START network was highlighted as a preferred partner for sponsors, and praised for its deep expertise and global reach. “What I really appreciate about START is that it’s a network across different disease areas with disease expertise, but also phase-one expertise. The START network has always been a partner of choice for us because of their deep phase-one expertise, but also their network within different countries,” said Dr. Nikki Daskalakis.
Additionally, the panel discussed the unique dynamics between large and small centers in site selection. Larger centers provide access to a broader patient population and often have advanced infrastructure, making them ideal for initiating complex trials. However, smaller centers can offer faster site activation and more personalized care, which can be advantageous for certain studies. Sponsors carefully weigh these factors to ensure trials meet both scientific and logistical goals.
Insights from the Q&A Session
Leveraging AI in Clinical Trials
Artificial intelligence was identified as a transformative tool for optimizing clinical trials at various stages. Dr. Bradford noted: “AI can assist in target identification, molecule design, and dose optimization to enhance trial efficiency. One exciting opportunity is leveraging AI to learn from other clinical trials to get better versions that optimize for faster escalation while preserving safety checkpoints.”

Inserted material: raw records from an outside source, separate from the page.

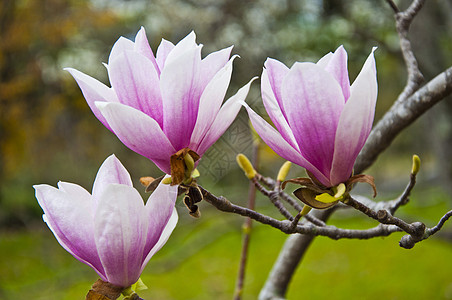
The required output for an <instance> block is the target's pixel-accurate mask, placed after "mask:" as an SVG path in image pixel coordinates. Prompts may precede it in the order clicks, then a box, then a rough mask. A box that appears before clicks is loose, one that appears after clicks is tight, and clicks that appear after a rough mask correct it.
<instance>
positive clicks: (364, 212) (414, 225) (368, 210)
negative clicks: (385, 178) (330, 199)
mask: <svg viewBox="0 0 452 300" xmlns="http://www.w3.org/2000/svg"><path fill="white" fill-rule="evenodd" d="M344 203H345V204H347V205H350V206H351V207H353V208H355V209H357V210H359V211H361V212H362V213H364V214H365V215H367V216H369V217H371V218H372V219H374V220H377V221H378V222H380V223H382V224H387V225H396V226H398V227H400V228H401V229H402V230H403V231H405V232H407V233H409V234H410V235H415V236H420V235H423V234H424V230H425V225H424V226H423V227H422V226H419V225H418V223H419V222H416V223H413V224H409V223H407V222H405V221H404V220H402V219H400V218H397V217H394V216H393V215H391V214H390V213H389V212H388V211H387V210H384V209H381V210H378V211H375V210H373V209H371V208H369V207H368V206H366V205H364V204H363V203H361V202H359V201H357V200H355V199H353V197H349V198H348V199H347V200H346V201H344ZM421 224H422V223H421Z"/></svg>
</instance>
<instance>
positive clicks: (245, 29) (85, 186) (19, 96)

Dr. Andrew Sochacki elaborated on the role of AI in response assessment, stating: “Uniformity in response assessment is a significant challenge. Leveraging AI to integrate imaging, laboratory, and biopsy data can provide a comprehensive view of patient outcomes.”
Addressing the Disparity in Disease Coverage
The panel acknowledged a paradox in the field—numerous therapies exist, yet many disease areas remain underserved. Dr. Nikki Daskalakis emphasized the importance of early inclusion: “We always work to include diverse disease types early in trial development to address unmet needs in smaller populations.”
Dr. Kathryn Bradford added: “Focusing on establishing proof of relevance in larger populations first can create pathways for smaller indications to be studied effectively later.” The panel agreed that collaborative efforts and innovative trial designs are necessary to address these gaps.
Dr. Nikki Daskalakis discussed strategies to enhance inclusivity: “Viewing diseases on a spectrum, like MDS to AML, allows us to design trials that account for different expressions of a target and expand access.” This approach broadens the potential impact of emerging therapies.
Investigator-initiated trials (IITs) were highlighted as a crucial mechanism for studying smaller, less-funded disease areas. These trials allow investigators to leverage existing safety data and explore novel targets, generating meaningful insights that can broaden the scope of therapeutic applications. “IITs provide investigators with the flexibility to explore hypotheses and focus on unmet needs,” added Dr. Vega.
The panel concluded with the panelists agreeing that fostering close collaborations between sponsors and investigators help dissolve silos between sponsors and investigators, creating a cohesive strategy for advancing therapies in underserved patient populations.